La crise du Covid nous aligne tous, elle montre qu'on est dans le même bateau. Dès le début de la pandémie, on s'est rendu compte que ce qui se passe en Chine nous intéresse, ce qui se passe en Iran nous interpelle, ce qui se passe en Italie et en Espagne nous angoisse. Le minuscule virus a réussi à remplacer la dissemblance par la ressemblance, la solitude par la solidarité et la fermeture par l'ouverture. Il n'y a plus de différence entre le Nord et le Sud, le Centre et la périphérie, le développé et le sous-développé ; ce sont des classifications essentialistes, ringardes, dépourvues de sens. Il est temps, pour nous, de nous débarrasser de ces visions ptoléméennes qui mettent la terre au centre et le soleil à la périphérie du monde. Au lieu de se placer sur un trône auto-centrique et ranger l'Autre dans la périphérie (encore faut-il que cet Autre existe), essayons de décentrer notre regard et se considérer soi-même comme un autre pour l'autre. Osons poser un regard critique sur ce qui assèche notre vie ; notre mode de fonctionnement, de consommation, de considération de différentes cultures, d'exaltation de la réussite, de culte de la performance, de glorification de la richesse et du traitement infligé aux composantes les plus vulnérables et les plus fragiles de notre communauté.

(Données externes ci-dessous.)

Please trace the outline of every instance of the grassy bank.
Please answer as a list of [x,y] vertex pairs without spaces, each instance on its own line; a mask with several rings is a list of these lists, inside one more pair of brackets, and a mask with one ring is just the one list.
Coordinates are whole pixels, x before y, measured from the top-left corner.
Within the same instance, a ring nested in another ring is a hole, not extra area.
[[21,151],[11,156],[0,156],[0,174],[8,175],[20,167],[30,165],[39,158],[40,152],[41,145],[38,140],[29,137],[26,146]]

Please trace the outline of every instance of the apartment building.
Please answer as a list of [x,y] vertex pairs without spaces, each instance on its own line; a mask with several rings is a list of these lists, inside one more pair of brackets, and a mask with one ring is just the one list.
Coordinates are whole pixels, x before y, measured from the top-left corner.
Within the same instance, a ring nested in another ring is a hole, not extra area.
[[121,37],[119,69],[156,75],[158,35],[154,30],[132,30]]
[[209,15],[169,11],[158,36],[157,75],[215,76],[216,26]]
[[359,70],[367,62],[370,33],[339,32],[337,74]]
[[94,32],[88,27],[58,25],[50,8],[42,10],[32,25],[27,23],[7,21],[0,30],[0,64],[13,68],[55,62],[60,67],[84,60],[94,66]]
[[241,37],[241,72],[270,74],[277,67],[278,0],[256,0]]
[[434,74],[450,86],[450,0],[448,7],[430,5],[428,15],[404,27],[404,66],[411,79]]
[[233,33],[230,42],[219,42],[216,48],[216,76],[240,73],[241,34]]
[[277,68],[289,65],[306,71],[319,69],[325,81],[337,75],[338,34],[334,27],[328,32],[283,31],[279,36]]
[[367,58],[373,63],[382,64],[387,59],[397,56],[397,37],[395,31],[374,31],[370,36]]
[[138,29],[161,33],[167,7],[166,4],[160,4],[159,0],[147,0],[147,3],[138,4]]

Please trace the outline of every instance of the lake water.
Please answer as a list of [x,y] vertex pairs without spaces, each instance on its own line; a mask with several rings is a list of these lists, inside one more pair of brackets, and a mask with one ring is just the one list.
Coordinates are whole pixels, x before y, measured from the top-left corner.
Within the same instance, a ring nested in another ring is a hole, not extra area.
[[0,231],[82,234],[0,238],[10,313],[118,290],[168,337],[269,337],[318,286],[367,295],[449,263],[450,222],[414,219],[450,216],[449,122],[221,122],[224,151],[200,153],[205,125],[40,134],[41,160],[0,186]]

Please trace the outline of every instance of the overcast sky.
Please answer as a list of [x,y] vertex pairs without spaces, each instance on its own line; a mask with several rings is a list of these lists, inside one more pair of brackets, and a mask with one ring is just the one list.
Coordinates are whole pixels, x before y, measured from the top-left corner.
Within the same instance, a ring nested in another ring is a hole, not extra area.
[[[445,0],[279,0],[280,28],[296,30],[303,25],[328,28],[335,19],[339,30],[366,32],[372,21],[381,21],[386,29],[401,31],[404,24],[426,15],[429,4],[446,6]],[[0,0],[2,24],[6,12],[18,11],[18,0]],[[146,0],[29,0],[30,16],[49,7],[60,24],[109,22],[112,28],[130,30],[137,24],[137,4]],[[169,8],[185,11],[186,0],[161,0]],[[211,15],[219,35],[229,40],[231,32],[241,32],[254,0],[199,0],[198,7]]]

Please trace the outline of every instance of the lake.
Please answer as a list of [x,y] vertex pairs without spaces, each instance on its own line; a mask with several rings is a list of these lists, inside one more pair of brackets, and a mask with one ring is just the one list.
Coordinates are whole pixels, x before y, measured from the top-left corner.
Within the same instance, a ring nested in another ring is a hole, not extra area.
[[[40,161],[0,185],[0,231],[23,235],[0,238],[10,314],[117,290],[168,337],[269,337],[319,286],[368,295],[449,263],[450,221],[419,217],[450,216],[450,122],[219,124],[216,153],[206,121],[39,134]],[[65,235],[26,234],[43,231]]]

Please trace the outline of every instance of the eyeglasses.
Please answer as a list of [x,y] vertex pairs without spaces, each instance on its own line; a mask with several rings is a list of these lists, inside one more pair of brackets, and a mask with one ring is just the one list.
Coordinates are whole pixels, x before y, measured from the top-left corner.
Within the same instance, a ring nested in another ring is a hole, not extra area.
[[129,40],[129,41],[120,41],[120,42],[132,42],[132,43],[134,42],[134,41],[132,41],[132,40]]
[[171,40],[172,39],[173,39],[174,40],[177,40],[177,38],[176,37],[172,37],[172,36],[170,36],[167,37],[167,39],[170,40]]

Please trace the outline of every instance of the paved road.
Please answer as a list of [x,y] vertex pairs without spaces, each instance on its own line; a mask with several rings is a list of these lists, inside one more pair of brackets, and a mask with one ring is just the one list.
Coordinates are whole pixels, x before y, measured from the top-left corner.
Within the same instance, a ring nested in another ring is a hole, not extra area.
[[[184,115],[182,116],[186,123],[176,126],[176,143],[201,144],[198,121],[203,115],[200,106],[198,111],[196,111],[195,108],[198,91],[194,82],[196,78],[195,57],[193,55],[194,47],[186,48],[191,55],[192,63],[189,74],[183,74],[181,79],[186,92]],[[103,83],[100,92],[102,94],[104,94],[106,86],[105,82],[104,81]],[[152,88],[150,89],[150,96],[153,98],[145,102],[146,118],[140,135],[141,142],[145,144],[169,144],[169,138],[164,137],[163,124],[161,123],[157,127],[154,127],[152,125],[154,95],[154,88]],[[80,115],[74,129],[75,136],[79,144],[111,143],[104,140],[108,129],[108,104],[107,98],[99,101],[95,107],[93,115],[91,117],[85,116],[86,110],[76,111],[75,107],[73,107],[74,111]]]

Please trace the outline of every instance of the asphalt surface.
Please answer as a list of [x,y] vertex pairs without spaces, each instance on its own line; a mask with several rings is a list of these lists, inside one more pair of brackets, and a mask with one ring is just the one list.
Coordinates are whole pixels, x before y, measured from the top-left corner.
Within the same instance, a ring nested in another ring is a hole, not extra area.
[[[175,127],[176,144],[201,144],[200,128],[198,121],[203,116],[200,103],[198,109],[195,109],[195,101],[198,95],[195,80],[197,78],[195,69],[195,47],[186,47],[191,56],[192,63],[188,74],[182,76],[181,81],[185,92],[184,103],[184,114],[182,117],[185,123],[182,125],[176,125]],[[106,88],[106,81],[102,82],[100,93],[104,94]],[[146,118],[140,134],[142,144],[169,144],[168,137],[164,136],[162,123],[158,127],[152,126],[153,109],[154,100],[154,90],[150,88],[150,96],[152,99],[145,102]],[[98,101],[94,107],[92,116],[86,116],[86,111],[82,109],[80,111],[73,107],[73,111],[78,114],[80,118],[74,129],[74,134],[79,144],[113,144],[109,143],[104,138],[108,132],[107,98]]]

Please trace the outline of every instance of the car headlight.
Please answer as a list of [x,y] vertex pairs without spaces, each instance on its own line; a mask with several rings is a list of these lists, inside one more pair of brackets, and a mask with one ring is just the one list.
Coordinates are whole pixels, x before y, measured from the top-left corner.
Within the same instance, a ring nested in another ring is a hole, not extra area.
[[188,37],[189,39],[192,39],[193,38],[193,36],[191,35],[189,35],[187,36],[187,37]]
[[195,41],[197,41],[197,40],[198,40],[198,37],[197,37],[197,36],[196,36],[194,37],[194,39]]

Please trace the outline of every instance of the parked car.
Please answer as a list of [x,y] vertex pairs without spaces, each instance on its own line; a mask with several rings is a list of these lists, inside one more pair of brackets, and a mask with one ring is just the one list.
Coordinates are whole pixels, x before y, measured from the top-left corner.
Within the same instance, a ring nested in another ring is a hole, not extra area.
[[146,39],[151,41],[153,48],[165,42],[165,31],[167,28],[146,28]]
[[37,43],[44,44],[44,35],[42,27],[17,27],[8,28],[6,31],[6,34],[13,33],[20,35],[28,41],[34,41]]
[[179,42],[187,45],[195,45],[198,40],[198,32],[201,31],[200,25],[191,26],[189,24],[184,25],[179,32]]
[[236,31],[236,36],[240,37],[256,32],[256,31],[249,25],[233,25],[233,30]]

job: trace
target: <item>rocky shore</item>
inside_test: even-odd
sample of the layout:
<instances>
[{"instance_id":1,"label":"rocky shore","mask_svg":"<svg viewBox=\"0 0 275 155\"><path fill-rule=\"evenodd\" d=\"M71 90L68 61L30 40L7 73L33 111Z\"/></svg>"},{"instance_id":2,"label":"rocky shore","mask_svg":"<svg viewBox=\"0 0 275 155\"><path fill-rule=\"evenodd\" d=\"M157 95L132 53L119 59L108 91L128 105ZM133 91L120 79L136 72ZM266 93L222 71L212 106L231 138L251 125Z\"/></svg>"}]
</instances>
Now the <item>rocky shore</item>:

L'économie ne doit plus régenter le parc humain ; l'action politique ne doit plus se courber devant l'instance économique. Redonnons à la politique ses lettres de noblesse, en imaginant un monde plus juste, fondé sur la magnanimité, la compréhension, l'empathie, l'altruisme, la longanimité. Un monde ouvert sur ce qui fonde les valeurs universelles(liberté, égalité, dignité, droit de l'homme). Questionnons nos propres manquements aux engagements, à l'éthique, à la solidarité. Comme disait François Mauriac : « Ce n'est que du dedans qu'une jeune âme probe et intègre puisse aspirer au salut ». Les instances internationales (ONU, FMI, Banque mondiale, Commission européenne, G7, G20 et j'en passe les meilleures) aussi puissantes qu'elles soient, ont montré leurs limites. Demain ne doit plus être comme hier. La matrice intellectuelle doit changer.